One explanation for these worries from lower-income students may be the rising cost of tuition and federal aid’s inability to keep up. According to the College Board, the maximum Pell Grant award was sufficient to cover 74 percent of average public four-year tuition and fees in 2005-06, but only 61 percent in 2015-16, even after increases to how much Pell money students could receive.

That concern may be further compounded by the fact that low-income students tend to have a harder time navigating the bureaucracies of higher education and their financial-aid obligations. Lauren Asher, president of The Institute for College Access and Success—who is unaffiliated with the survey—said in an interview that colleges are not currently required to include the full cost of attendance in financial aid letters, or to distinguish between either grants and loans, or federal loans and riskier private loans, “so it can be quite challenging even for sophisticated consumers to know what’s actually in an aid offer.”

That’s particularly true for students who are the first in their families to attend college – a growing demographic among postsecondary students – because they have few who can help them understand the obligations of receiving and maintaining their financial aid.

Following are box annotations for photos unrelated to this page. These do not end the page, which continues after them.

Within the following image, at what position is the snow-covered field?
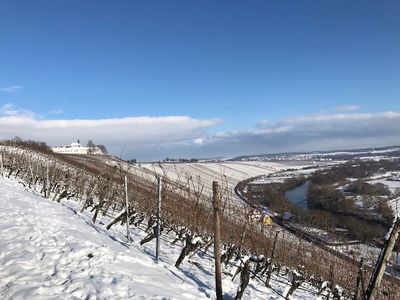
[135,161,310,203]
[0,177,317,299]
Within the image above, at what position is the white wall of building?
[51,143,103,155]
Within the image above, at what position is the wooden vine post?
[156,177,162,263]
[212,181,222,300]
[125,175,130,243]
[365,217,400,300]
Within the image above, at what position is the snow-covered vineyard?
[0,178,317,299]
[0,147,400,299]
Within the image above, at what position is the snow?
[0,177,317,299]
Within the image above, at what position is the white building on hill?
[51,143,103,155]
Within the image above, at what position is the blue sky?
[0,1,400,160]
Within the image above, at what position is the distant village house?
[51,143,103,155]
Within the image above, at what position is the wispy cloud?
[0,85,24,93]
[204,111,400,155]
[0,103,40,118]
[0,104,220,156]
[335,104,361,112]
[0,103,400,159]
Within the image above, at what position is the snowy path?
[0,178,209,299]
[0,177,318,300]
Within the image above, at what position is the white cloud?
[0,104,220,154]
[204,111,400,156]
[0,85,24,93]
[193,138,205,146]
[49,109,64,115]
[335,104,361,112]
[0,103,39,118]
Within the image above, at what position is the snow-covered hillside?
[0,177,317,299]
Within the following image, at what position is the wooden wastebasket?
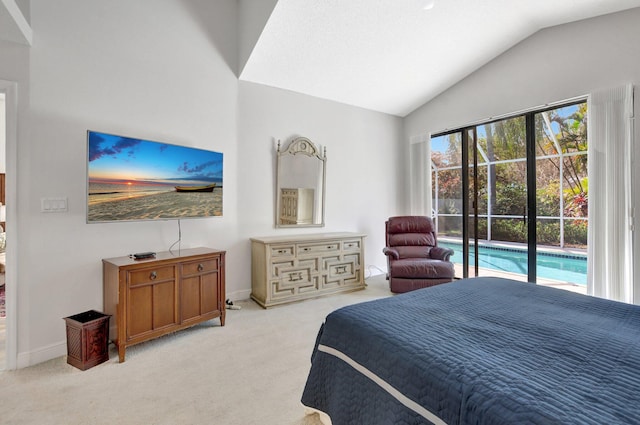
[64,310,111,370]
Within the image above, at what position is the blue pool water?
[438,241,587,285]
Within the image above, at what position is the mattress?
[302,278,640,425]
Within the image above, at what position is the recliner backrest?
[386,216,437,258]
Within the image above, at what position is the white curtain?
[409,134,431,217]
[587,84,633,303]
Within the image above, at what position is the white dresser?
[251,233,366,308]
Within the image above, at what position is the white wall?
[238,81,404,286]
[405,8,640,303]
[17,0,243,366]
[0,0,404,367]
[0,93,7,173]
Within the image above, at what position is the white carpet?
[0,275,391,425]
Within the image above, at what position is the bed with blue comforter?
[302,278,640,425]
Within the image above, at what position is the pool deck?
[454,263,587,295]
[438,237,587,294]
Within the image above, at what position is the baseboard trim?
[227,289,251,301]
[16,341,67,369]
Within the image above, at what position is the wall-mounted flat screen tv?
[87,130,223,223]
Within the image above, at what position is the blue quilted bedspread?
[302,278,640,425]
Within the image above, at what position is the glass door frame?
[458,116,537,283]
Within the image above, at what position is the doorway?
[0,80,19,370]
[431,101,588,292]
[0,92,7,370]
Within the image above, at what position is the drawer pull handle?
[289,272,302,282]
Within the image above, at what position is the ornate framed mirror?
[276,137,327,227]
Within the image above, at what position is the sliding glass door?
[431,99,588,285]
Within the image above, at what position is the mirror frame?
[275,137,327,228]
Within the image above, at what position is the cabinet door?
[127,266,178,340]
[180,257,220,323]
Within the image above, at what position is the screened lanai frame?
[431,98,588,248]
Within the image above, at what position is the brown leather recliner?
[382,216,455,293]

Pell recipients “have to draw from so many sources,” said Kenneth Eagan, the lead author of the report. “Financial aid packages can change from year to year, it’s not a constant, so if students encounter barriers to getting all of those components lined up just the way that they need them to line up, that could mean a student doesn’t enroll, and … perhaps drops out due to an inability to pay or out of frustration to compile all the necessary sources to pay that tuition bill.”

Recent studies note lower-income students may fare better in college when they enroll in academic and life-skills courses the summer before their freshman year. But the survey indicates just six percent of freshmen in 2015 took such a bridge course, suggesting colleges have much work to do to implement programs that help ensure more students complete college. Pell recipients tend to have lower graduation rates than students who don’t receive the federal grant, though some colleges and universities show virtually no gap between the two types of students (bias alert: my alma mater, Union College, is on this list). Since 2000, U.S. taxpayers have spent $300 billion on Pell grants, and due to a strange quirk in federal law, universities aren’t required to make their Pell graduation rates public unless they’re asked for the data (though that hasn’t stopped enterprising reporters from finding out anyway).

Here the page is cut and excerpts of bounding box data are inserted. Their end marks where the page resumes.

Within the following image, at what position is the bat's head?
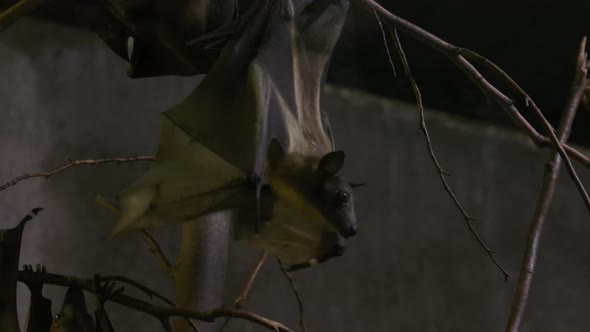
[268,140,357,238]
[315,151,358,238]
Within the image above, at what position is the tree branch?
[219,251,268,331]
[506,37,588,332]
[355,0,590,212]
[18,271,292,332]
[140,229,174,280]
[0,156,155,191]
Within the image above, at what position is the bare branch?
[390,29,510,281]
[98,276,199,332]
[233,251,268,309]
[0,156,155,191]
[277,259,306,332]
[18,271,292,332]
[506,37,588,332]
[0,0,49,31]
[219,251,268,331]
[355,0,590,211]
[141,229,174,280]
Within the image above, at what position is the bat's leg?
[249,172,262,234]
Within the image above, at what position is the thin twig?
[233,251,268,309]
[219,251,268,331]
[98,276,174,305]
[355,0,590,212]
[373,10,397,77]
[141,229,175,280]
[506,37,588,332]
[18,271,292,332]
[390,29,510,281]
[277,259,306,332]
[0,0,48,31]
[0,156,155,191]
[17,208,43,227]
[97,276,199,332]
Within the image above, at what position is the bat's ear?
[266,139,285,167]
[318,151,344,176]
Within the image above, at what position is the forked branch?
[0,156,155,191]
[506,37,588,332]
[18,271,292,332]
[390,29,510,281]
[354,0,590,212]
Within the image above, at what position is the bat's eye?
[336,190,350,203]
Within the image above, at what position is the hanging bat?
[100,0,237,78]
[114,0,357,269]
[49,287,94,332]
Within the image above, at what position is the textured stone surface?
[0,22,590,332]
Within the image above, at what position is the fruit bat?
[49,287,94,332]
[114,0,357,269]
[23,265,53,332]
[100,0,237,78]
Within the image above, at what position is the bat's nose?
[342,226,358,238]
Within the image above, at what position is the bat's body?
[49,287,95,332]
[115,0,356,266]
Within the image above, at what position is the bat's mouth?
[286,244,345,272]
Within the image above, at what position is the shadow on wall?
[0,21,590,332]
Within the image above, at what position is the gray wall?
[0,21,590,332]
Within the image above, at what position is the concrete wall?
[0,22,590,332]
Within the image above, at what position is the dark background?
[328,0,590,145]
[0,0,590,332]
[0,0,590,145]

Other differences between Pell students and more affluent freshmen? Pell recipients captured in the survey are likelier to have had B, rather than A, averages in high school and to have worked during high school. They also strongly believe they’ll need to work during college to help pay for tuition and other costs. And while Pell students were nearly just as likely to be accepted by their first-choice college, fewer were able to attend their top picks, with survey results suggesting they were more influenced by the size of the financial aid package than non-Pell students were. For example, 34 percent of Pell recipients did not attend their first-choice school because they say they couldn’t afford tuition, while the same was true for 23 percent of non-Pell students.

The UCLA survey is rife with data that’s organized by both racial identity and type of college, making it a valuable resource for the public. It also explores the self-reported mental health of students who identify as gay, lesbian, bisexual, transgender or queer. Roughly 7 percent of the students who answered questions about their sexuality (and 91 percent did) indicated they identified as LGBTQ. That’s nearly twice as high as the national rate that’s calculated by public opinion polls and university research centers. The survey shows a larger share of LGBTQ students feel depressed or overwhelmed: While 50 percent of heterosexual students rated their mental health as above average, a quarter of LGBTQ students feel the same way.